At one point, she turned the question around. “When people start saying things like, ‘What about our veterans? What about our homeless?’ You know, because we have other issues, I want to say I haven’t seen any of you volunteering for an emergency warming shelter.” Willman added that she was horrified by some of the comments she had seen about the Haitian community, which, in her view, veered into open bigotry.
Willman’s response reminded me of an essay by Richard Hanania called “Why is Everything Liberal?” In a nutshell, his thesis is that the side that “simply cares more” will “exert a disproportionate influence on all institutions and be more likely to see its preferences enacted in the time between elections when most people aren’t paying much attention.” Hanania concluded that people whose politics are liberal care more, which is why we often find ourselves living in environments that reflect their preferences.
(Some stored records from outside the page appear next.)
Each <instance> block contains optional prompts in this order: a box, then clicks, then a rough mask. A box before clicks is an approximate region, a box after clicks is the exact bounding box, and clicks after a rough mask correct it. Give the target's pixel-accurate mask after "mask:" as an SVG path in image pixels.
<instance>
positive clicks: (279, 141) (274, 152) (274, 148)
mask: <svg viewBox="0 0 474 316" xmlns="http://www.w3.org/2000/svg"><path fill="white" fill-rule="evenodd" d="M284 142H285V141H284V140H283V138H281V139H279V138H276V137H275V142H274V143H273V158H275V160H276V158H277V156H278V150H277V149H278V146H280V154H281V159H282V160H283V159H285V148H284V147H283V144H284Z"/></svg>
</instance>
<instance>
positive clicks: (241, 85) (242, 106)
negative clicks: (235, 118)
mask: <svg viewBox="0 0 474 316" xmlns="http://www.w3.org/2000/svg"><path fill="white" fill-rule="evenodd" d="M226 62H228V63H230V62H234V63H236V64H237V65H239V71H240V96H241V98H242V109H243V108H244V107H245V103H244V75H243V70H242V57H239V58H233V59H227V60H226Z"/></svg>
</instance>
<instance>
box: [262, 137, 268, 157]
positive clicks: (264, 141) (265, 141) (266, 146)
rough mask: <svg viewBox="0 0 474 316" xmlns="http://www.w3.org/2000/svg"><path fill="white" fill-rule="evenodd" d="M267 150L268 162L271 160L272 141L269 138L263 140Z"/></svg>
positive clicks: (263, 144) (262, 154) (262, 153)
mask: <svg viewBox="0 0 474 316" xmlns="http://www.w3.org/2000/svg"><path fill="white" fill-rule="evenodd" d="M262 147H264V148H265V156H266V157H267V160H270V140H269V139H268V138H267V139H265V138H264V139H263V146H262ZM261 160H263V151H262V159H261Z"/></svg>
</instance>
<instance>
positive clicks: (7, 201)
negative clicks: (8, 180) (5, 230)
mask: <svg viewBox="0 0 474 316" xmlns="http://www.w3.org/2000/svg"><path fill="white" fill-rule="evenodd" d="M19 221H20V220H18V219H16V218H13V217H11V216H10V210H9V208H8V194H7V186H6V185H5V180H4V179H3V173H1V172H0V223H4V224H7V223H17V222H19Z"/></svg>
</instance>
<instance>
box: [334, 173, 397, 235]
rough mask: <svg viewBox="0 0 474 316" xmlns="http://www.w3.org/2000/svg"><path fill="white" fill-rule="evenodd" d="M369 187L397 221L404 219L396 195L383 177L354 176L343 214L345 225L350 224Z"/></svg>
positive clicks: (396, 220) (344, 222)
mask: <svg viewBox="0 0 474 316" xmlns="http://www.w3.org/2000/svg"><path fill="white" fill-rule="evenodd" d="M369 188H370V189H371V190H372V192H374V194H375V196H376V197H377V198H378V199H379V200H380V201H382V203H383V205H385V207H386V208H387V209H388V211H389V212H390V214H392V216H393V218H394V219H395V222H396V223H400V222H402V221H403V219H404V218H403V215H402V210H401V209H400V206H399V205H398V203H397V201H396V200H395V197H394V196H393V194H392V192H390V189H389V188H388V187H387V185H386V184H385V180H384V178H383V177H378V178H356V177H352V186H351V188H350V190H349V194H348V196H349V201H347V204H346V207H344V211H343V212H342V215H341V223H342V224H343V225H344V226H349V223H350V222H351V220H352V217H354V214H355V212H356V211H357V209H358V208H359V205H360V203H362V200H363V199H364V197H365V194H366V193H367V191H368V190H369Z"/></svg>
However, Willman would just argue that she is abiding by her faith and conscience. Indeed, men of the cloth whose pews had long been bare have been among the most outspoken defenders of the Haitians. Wes Babian, the pastor at First Baptist Church for almost two decades, told PBS News Hour that they had “lost people for years” without replenishing their ranks. That changed with immigration.
There have been dissenting voices in the faith community. Rabbi Cary Kozberg, who leads Temple Sholom, chimed in during the national fracas to say that at the heart of Springfield is a “culture clash.” “We, as the citizens of Springfield, are being disenfranchised,” he told the Jewish Telegraphic Agency.
I tried to reach the rabbi for a comment but did not receive a response. I think he is right about a culture clash, but the cause is broader than immigration. There are visions here of America, of faith, and of the future that are competing in this decaying Rustbelt town, and they are part of a struggle that is playing out beyond Springfield.
On the way out of town, I stopped by Grandpa Joe’s Candy Shop, a throwback candy store that teleports you to the 1950s, when the Springfield dream still seemed a little more alive. The clerk behind the counter warned me that the city is not safe after dark anymore. She said she does not live here but that all the attention surrounding the pet-eating story has been good for business. It brought a lot of strangers to town.